The thing to do when you’re impatient is to turn to your left and ask advice from your death.
An immense amount of pettiness is dropped if your death makes a gesture to you, or if you catch a glimpse of it, or if you just have the feeling that your companion is there watching you.
The issue of our death is never pressed far enough. Death is the only wise adviser that we have.
Whenever you feel, as you always do, that everything is going wrong and you’re about to be annihilated, turn to your death and ask if that is so. Your death will tell you that you’re wrong; that nothing really matters outside its touch. Your death will tell you, ‘I haven’t touched you yet.'”
Years later, I became aware of Castaneda’s alleged lack of candor and scholarship regarding his supposed apprenticeship to don Juan Matus. That the don Juan books are fiction and not anthropological non-fiction. The truth of the matter is that I gleaned a lot of wisdom from Castaneda before his later teachings exploited darker New Age beliefs.
It was the wisdom regarding the matter of death that motivated me to ponder and investigate the meanings behind Castaneda’s words. It is not morbid curiosity, but more like a meditation on life that continues this drive.
A common theme in the don Juan books is the futility of what we do to uphold our importance. The sorcerer tells his apprentice that if we lose some of our self-importance or egoism that we could free our mental energy from maintaining our illusions of grandeur and that we would be able to more truthfully see the actual grandeur of everything else around us. If we remember that we are just a breath away from dying, this realization is easier to envision.
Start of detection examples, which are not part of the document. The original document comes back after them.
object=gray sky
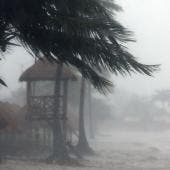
[0,0,170,96]
[113,0,170,95]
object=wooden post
[26,81,31,119]
[63,80,68,141]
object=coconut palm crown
[0,0,158,90]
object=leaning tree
[0,0,157,161]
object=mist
[0,0,170,170]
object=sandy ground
[0,131,170,170]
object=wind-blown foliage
[0,0,157,90]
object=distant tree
[152,89,170,108]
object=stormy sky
[0,0,170,97]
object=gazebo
[19,59,76,120]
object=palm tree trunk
[51,64,69,161]
[88,83,95,139]
[77,77,93,154]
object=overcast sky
[0,0,170,96]
[114,0,170,95]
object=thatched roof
[19,60,76,81]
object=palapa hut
[20,59,76,120]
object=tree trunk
[77,77,93,154]
[50,64,69,161]
[88,83,95,139]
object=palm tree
[0,0,157,161]
[77,77,93,154]
[0,0,157,90]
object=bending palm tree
[0,0,157,90]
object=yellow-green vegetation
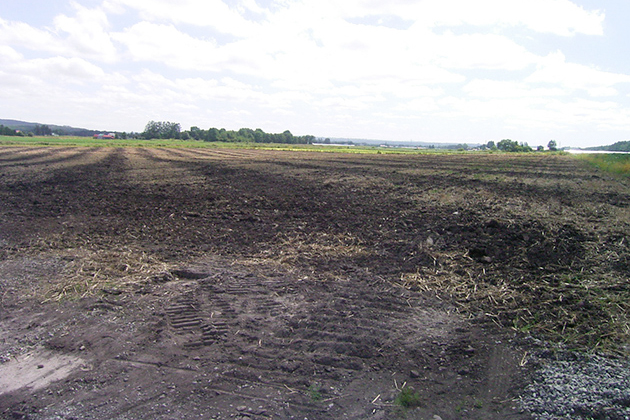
[0,136,444,154]
[577,153,630,176]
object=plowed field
[0,147,630,420]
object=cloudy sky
[0,0,630,146]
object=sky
[0,0,630,147]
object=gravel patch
[521,352,630,420]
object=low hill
[585,141,630,152]
[0,119,102,137]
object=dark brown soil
[0,147,630,420]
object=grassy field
[577,153,630,177]
[0,136,428,154]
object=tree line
[139,121,315,144]
[0,124,53,137]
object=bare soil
[0,147,630,420]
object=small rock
[462,346,475,354]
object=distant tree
[497,139,532,152]
[189,126,203,140]
[142,121,181,139]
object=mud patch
[0,349,90,395]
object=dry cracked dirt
[0,146,629,420]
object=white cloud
[104,0,264,37]
[54,3,117,62]
[463,79,569,99]
[525,51,630,96]
[0,18,64,54]
[343,0,604,36]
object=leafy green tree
[143,121,181,140]
[497,139,532,153]
[33,124,52,136]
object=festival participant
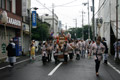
[90,38,105,76]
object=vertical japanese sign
[32,11,37,28]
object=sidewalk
[0,56,29,68]
[108,55,120,71]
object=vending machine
[13,37,22,56]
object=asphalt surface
[0,57,120,80]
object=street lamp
[27,7,38,43]
[82,0,90,39]
[0,11,8,45]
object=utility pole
[116,0,119,60]
[51,4,55,34]
[88,0,90,39]
[82,11,84,40]
[92,0,95,40]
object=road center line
[108,62,120,74]
[48,62,63,76]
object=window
[1,0,5,9]
[6,0,11,11]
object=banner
[32,11,37,28]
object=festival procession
[0,0,120,80]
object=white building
[21,0,32,53]
[42,14,58,36]
[58,21,62,32]
[97,0,120,54]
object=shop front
[0,9,22,59]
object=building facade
[21,0,31,54]
[97,0,120,54]
[0,0,22,59]
[42,14,58,36]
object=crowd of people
[6,37,119,76]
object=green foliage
[32,22,49,41]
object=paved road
[0,57,120,80]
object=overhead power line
[55,0,77,7]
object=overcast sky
[31,0,99,28]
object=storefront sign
[32,11,37,28]
[8,17,21,26]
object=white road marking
[48,62,63,76]
[108,62,120,74]
[0,55,41,70]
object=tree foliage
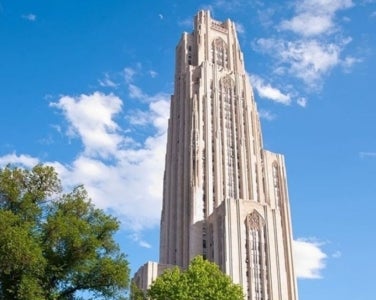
[0,165,129,300]
[148,256,244,300]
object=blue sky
[0,0,376,300]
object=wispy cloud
[258,109,276,121]
[0,153,39,168]
[293,239,327,279]
[255,38,350,88]
[250,75,291,105]
[279,0,353,37]
[98,73,118,88]
[253,0,361,92]
[296,97,307,107]
[0,83,169,238]
[22,14,37,22]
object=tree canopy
[0,165,129,300]
[148,256,244,300]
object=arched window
[211,38,228,68]
[245,210,269,300]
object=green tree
[148,256,244,300]
[0,165,129,300]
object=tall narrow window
[245,210,269,300]
[211,38,228,68]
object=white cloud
[293,239,327,279]
[235,23,245,34]
[258,109,276,121]
[123,68,136,84]
[98,73,118,88]
[250,75,291,105]
[128,84,148,100]
[51,92,124,157]
[279,0,353,36]
[149,70,158,78]
[22,14,37,22]
[0,153,39,168]
[256,38,349,88]
[0,92,169,234]
[254,0,361,94]
[280,13,333,36]
[296,97,307,107]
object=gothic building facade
[135,11,298,300]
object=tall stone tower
[135,11,297,300]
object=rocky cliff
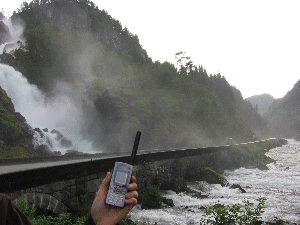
[267,80,300,140]
[0,87,34,158]
[0,21,10,45]
[245,94,275,116]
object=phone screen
[116,171,128,185]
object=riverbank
[131,140,300,225]
[135,139,287,198]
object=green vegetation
[16,201,86,225]
[0,87,32,159]
[16,201,136,225]
[2,0,265,151]
[200,198,266,225]
[141,185,163,209]
[232,139,286,165]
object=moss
[0,144,33,159]
[0,103,21,136]
[186,167,228,186]
[140,185,163,209]
[232,139,287,165]
[0,87,33,159]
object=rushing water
[131,140,300,224]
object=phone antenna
[130,131,141,165]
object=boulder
[163,197,175,207]
[34,145,53,156]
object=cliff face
[246,94,275,116]
[0,87,33,158]
[267,80,300,140]
[12,0,148,62]
[0,21,10,45]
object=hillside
[1,0,265,151]
[0,87,34,159]
[267,80,300,140]
[245,94,275,116]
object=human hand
[91,172,138,225]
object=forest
[1,0,266,152]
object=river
[131,140,300,224]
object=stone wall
[0,143,282,214]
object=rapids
[131,140,300,224]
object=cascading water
[131,140,300,225]
[0,64,93,154]
[0,17,94,154]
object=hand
[91,172,138,225]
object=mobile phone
[105,131,141,207]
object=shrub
[200,198,266,225]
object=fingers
[125,191,139,199]
[97,172,112,196]
[125,198,137,205]
[102,172,112,187]
[131,176,136,183]
[128,183,137,191]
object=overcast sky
[0,0,300,98]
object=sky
[0,0,300,98]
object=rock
[229,184,246,193]
[52,151,61,156]
[64,150,85,156]
[60,137,73,148]
[34,145,53,156]
[51,129,64,140]
[0,21,10,44]
[185,167,228,187]
[163,197,175,207]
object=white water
[0,64,94,154]
[131,140,300,224]
[0,18,24,54]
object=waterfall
[0,19,101,153]
[0,64,93,154]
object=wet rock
[34,145,53,156]
[51,129,64,140]
[229,184,246,193]
[163,197,175,207]
[64,150,85,156]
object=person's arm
[0,194,31,225]
[85,172,138,225]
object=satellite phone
[105,131,141,207]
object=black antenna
[130,131,141,165]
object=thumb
[97,172,112,195]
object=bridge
[0,143,270,214]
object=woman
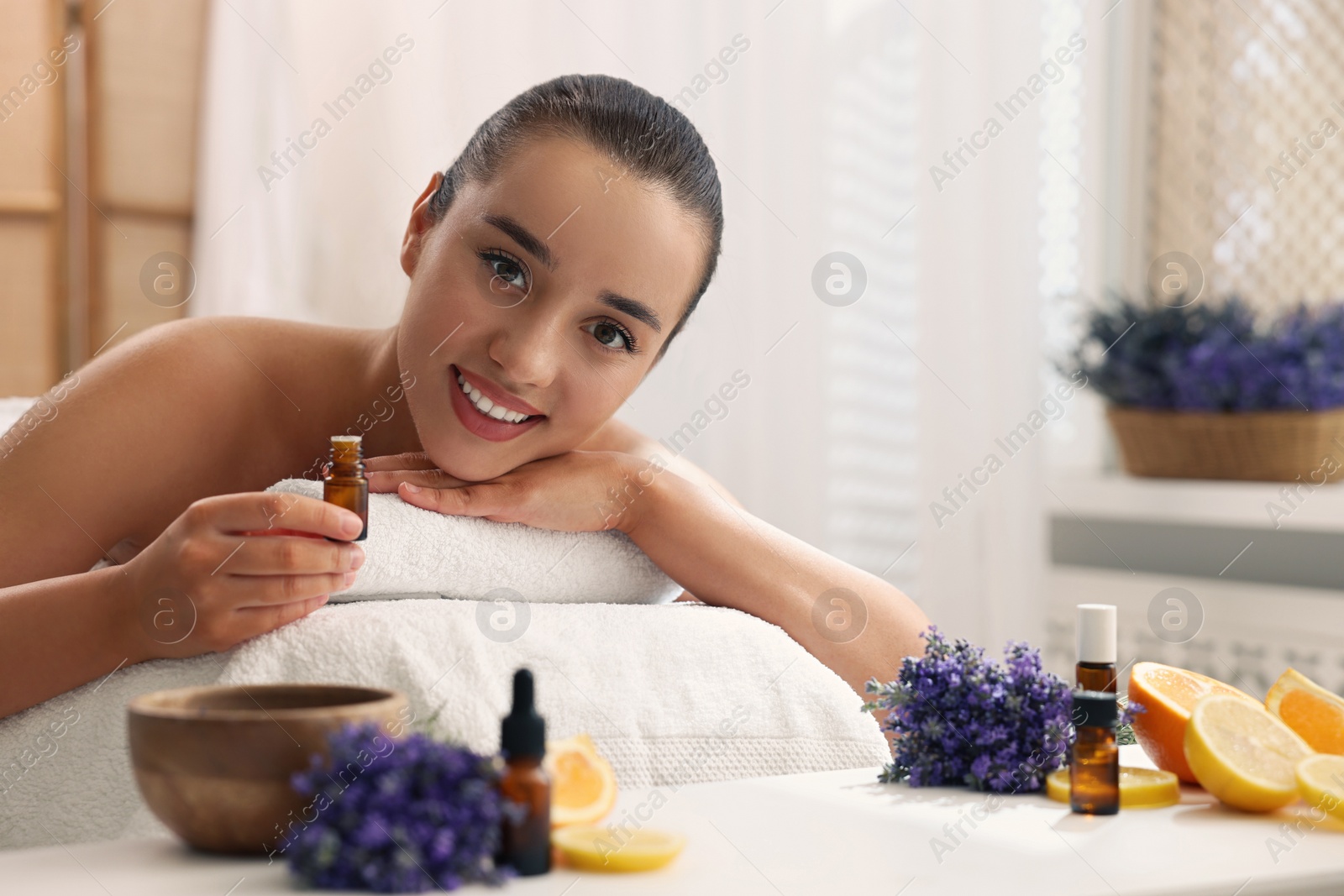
[0,76,927,716]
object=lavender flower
[284,724,504,893]
[864,626,1073,793]
[1073,297,1344,411]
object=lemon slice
[1185,694,1313,811]
[551,825,685,872]
[1046,766,1180,809]
[543,735,617,827]
[1297,753,1344,820]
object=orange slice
[1185,693,1312,811]
[1265,669,1344,757]
[542,735,616,827]
[1129,663,1259,784]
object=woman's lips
[448,367,546,442]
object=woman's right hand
[121,491,365,659]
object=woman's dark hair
[428,76,723,354]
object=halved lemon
[1265,669,1344,755]
[542,735,616,827]
[1297,752,1344,820]
[551,825,685,872]
[1185,693,1312,811]
[1129,663,1259,784]
[1046,766,1180,809]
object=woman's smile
[448,364,546,442]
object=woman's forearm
[621,470,929,694]
[0,567,146,719]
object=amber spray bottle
[500,669,551,876]
[1068,690,1120,815]
[323,435,368,542]
[1074,603,1116,693]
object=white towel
[0,598,890,849]
[0,399,890,847]
[266,479,681,603]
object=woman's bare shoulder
[0,317,341,587]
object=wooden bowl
[126,684,408,853]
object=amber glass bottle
[1068,690,1120,815]
[500,669,551,876]
[1074,603,1116,693]
[323,435,368,542]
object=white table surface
[0,747,1344,896]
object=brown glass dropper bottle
[1068,690,1120,815]
[323,435,368,542]
[500,669,551,876]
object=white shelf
[1046,473,1344,532]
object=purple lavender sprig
[281,724,507,893]
[1067,296,1344,411]
[864,626,1073,793]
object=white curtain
[190,0,1069,649]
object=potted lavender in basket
[1074,297,1344,485]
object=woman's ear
[402,170,444,277]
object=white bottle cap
[1078,603,1116,663]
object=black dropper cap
[500,669,546,759]
[1073,690,1120,728]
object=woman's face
[398,137,706,481]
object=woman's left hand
[365,451,656,532]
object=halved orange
[1265,669,1344,757]
[542,735,616,827]
[1129,663,1259,784]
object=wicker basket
[1106,405,1344,485]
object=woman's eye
[481,253,527,293]
[583,321,634,352]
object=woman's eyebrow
[596,291,663,333]
[481,212,555,270]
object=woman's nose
[489,302,566,388]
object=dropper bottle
[500,669,551,876]
[1074,603,1116,693]
[323,435,368,542]
[1068,690,1120,815]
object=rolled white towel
[266,479,681,603]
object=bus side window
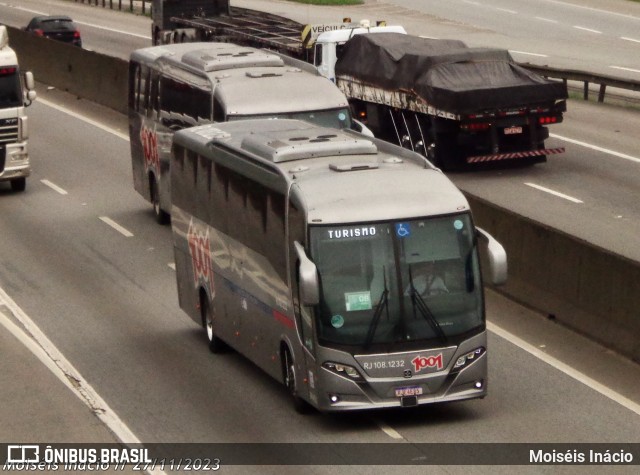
[147,71,160,120]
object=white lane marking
[0,2,48,15]
[100,216,133,237]
[73,20,151,40]
[487,322,640,415]
[546,0,640,20]
[534,16,558,23]
[609,66,640,73]
[40,180,68,195]
[0,288,164,474]
[573,25,602,35]
[525,183,583,203]
[375,420,404,440]
[37,97,129,142]
[549,134,640,163]
[509,49,549,58]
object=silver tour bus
[171,120,507,411]
[128,43,370,223]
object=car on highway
[25,15,82,47]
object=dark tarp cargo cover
[336,33,567,114]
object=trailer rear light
[0,66,17,76]
[498,109,527,117]
[538,116,558,125]
[460,122,491,132]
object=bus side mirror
[293,241,320,306]
[476,228,507,285]
[24,71,36,105]
[351,119,375,138]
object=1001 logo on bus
[140,126,160,173]
[187,219,214,298]
[411,353,444,373]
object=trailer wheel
[282,344,310,414]
[200,291,227,354]
[11,177,27,191]
[149,176,171,224]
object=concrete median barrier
[7,27,129,114]
[8,27,640,362]
[467,195,640,362]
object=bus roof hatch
[241,129,378,163]
[182,48,284,73]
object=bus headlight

At one time or another, most of us might have suspected that we are foolish impostors. We didn’t take responsibility for the strangeness of living in this mysterious world. We find ourselves at odds with society and the natural environment. If we finally realize that we don’t need to have an adversarial relationship to the world, we soon discover how incredibly unfathomable, awesome, and amazing life is.
When we meditate upon death in a wholesome way, we realize just how precious all life truly is. This gratitude reminds us to make all of our actions count. There is the aching realization that because we only exist on Earth for a short time span, we can never experience all the wonders of the Universe with all the many forms of life that inhabit it.
When we know that death can be our most influential advisor, we don’t want to waste our time and throw away our lives. We understand the preciousness of life in a very deep and joyful way. We become less passive about our lives and become more active. We rediscover our rightful place as responsible, human beings.
Death awaits. Who knows whether what we are doing right now could be our last act on Earth? Is this the essence of mindfulness? What will be our legacy? Death can be a great advisor that we consult to fully be alive.